The TextFile format is the default storage format in Hive.
Data is stored as plain text, typically CSV or TSV.
Each line represents one row, and columns are separated by delimiters (like comma , or tab \t).
Pros: Easy to create and read
Cons: Not optimized for performance or compression
Use the STORED AS TEXTFILE clause when creating a table.
CREATE TABLE employees (
id INT,
name STRING,
department STRING,
salary DOUBLE
)
ROW FORMAT DELIMITED
FIELDS TERMINATED BY ','
STORED AS TEXTFILE;
FIELDS TERMINATED BY ',' specifies the column delimiter.
Data will be stored in the default Hive warehouse directory.
Use the LOAD DATA command to load text data from HDFS or local file system.
LOAD DATA INPATH '/user/hive/input/employees.csv'
INTO TABLE employees;
The file should be plain text (CSV/TSV) without headers.
Hive moves the file into the table’s directory.
If your text files already exist in HDFS and are shared with other systems, use an external table.

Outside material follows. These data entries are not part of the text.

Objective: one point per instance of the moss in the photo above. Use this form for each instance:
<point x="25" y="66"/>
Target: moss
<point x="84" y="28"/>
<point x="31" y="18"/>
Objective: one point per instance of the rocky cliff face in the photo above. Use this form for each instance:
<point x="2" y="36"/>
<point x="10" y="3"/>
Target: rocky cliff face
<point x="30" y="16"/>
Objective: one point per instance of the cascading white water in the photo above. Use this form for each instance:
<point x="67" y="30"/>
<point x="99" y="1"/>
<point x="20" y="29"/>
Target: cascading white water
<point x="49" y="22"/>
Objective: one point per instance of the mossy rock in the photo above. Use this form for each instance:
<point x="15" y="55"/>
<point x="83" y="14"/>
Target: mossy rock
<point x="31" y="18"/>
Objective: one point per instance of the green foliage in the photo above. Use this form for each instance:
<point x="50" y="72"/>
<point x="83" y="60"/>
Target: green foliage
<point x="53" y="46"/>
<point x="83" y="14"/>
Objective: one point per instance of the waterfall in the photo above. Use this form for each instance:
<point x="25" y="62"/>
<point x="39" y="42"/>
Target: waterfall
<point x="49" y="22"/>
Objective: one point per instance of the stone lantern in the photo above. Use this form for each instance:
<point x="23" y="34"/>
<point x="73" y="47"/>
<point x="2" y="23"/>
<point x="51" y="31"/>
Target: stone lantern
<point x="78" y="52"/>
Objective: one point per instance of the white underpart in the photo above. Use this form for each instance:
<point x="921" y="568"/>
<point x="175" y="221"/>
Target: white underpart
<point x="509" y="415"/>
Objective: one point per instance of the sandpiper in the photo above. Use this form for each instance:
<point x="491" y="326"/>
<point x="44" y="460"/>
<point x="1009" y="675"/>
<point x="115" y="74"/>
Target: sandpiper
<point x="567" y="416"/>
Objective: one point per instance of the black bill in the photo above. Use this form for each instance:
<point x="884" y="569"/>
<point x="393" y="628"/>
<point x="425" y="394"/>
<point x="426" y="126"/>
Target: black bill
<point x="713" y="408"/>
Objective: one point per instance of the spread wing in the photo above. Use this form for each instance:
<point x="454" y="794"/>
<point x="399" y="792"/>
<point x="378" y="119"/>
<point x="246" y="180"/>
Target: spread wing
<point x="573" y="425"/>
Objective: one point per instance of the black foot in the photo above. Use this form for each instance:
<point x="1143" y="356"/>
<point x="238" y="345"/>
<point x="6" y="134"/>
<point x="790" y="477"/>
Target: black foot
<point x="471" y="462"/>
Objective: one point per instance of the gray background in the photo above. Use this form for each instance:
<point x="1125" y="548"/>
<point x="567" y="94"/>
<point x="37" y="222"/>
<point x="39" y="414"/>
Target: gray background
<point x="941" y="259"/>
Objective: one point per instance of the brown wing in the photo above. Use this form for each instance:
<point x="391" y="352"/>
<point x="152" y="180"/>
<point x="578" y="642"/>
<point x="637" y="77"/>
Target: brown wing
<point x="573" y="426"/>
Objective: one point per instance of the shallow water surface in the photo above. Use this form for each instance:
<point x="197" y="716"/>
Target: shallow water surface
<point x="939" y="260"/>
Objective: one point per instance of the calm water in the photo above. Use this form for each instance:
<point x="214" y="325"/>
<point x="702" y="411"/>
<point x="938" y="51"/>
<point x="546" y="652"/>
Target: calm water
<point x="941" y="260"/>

CREATE EXTERNAL TABLE customers (
id INT,
name STRING,
email STRING
)
ROW FORMAT DELIMITED
FIELDS TERMINATED BY ','
STORED AS TEXTFILE
LOCATION '/user/hive/external/customers';
Dropping this table will not delete the actual files.

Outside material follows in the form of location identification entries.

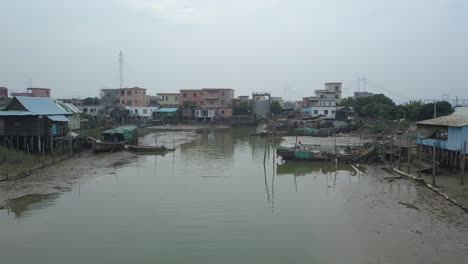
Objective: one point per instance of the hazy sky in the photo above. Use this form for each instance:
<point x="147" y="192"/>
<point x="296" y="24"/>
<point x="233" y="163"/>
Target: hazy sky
<point x="410" y="48"/>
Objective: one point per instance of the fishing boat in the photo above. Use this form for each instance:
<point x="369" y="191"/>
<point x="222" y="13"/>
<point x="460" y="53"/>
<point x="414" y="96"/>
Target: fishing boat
<point x="309" y="153"/>
<point x="115" y="139"/>
<point x="148" y="149"/>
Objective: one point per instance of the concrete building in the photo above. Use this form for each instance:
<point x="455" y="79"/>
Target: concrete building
<point x="141" y="111"/>
<point x="243" y="98"/>
<point x="73" y="101"/>
<point x="362" y="94"/>
<point x="110" y="97"/>
<point x="207" y="103"/>
<point x="93" y="110"/>
<point x="324" y="103"/>
<point x="278" y="99"/>
<point x="169" y="98"/>
<point x="3" y="95"/>
<point x="34" y="92"/>
<point x="134" y="97"/>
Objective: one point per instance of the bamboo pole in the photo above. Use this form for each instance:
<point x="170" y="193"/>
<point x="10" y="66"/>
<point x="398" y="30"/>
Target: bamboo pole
<point x="433" y="164"/>
<point x="462" y="169"/>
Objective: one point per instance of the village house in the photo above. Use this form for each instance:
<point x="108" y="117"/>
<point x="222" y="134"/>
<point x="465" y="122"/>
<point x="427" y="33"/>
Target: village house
<point x="168" y="98"/>
<point x="34" y="92"/>
<point x="134" y="97"/>
<point x="33" y="123"/>
<point x="207" y="103"/>
<point x="323" y="105"/>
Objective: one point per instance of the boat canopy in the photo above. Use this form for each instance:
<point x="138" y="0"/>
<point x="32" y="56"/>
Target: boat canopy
<point x="127" y="132"/>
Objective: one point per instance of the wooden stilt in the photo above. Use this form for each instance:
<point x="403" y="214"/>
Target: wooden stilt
<point x="433" y="164"/>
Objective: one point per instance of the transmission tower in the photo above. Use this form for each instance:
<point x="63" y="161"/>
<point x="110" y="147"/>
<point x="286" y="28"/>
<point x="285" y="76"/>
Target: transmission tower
<point x="121" y="68"/>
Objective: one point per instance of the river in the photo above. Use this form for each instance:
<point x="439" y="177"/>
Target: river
<point x="213" y="201"/>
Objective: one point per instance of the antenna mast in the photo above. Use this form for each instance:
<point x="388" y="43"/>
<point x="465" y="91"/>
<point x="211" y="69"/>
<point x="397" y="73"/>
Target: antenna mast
<point x="121" y="68"/>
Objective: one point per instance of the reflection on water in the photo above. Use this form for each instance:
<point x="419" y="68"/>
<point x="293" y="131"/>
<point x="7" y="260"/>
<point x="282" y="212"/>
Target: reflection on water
<point x="213" y="200"/>
<point x="26" y="205"/>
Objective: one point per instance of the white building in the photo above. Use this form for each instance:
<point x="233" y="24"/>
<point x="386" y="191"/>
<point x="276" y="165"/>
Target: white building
<point x="93" y="110"/>
<point x="141" y="111"/>
<point x="324" y="103"/>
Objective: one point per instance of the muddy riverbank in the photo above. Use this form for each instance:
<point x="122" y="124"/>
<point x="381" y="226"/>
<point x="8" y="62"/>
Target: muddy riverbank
<point x="62" y="176"/>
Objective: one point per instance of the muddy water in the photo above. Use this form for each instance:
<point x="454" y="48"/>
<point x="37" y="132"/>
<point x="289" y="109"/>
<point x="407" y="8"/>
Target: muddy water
<point x="213" y="201"/>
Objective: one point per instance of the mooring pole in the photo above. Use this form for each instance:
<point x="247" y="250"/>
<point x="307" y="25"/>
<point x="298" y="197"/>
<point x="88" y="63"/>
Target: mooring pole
<point x="433" y="163"/>
<point x="462" y="173"/>
<point x="420" y="159"/>
<point x="409" y="156"/>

You can query text data like any other Hive table:
SELECT name, department FROM employees WHERE salary > 50000;
You can define custom delimiters for complex text data.
CREATE TABLE logs (
id INT,
message STRING
)
ROW FORMAT DELIMITED
FIELDS TERMINATED BY '|'
STORED AS TEXTFILE;
Since TextFile is not performance optimized, you can convert it to ORC or Parquet for faster queries.
CREATE TABLE employees_orc STORED AS ORC AS
SELECT * FROM employees;
Use TextFile for small, raw, or initial data ingestion.
Convert to ORC/Parquet for production workloads.
Ensure consistent delimiters in text files.
Avoid loading very large text files directly; split them if needed.
Validate data formats before loading.
This step-by-step tutorial helps you handle text files efficiently in Hive for smooth data ingestion and querying.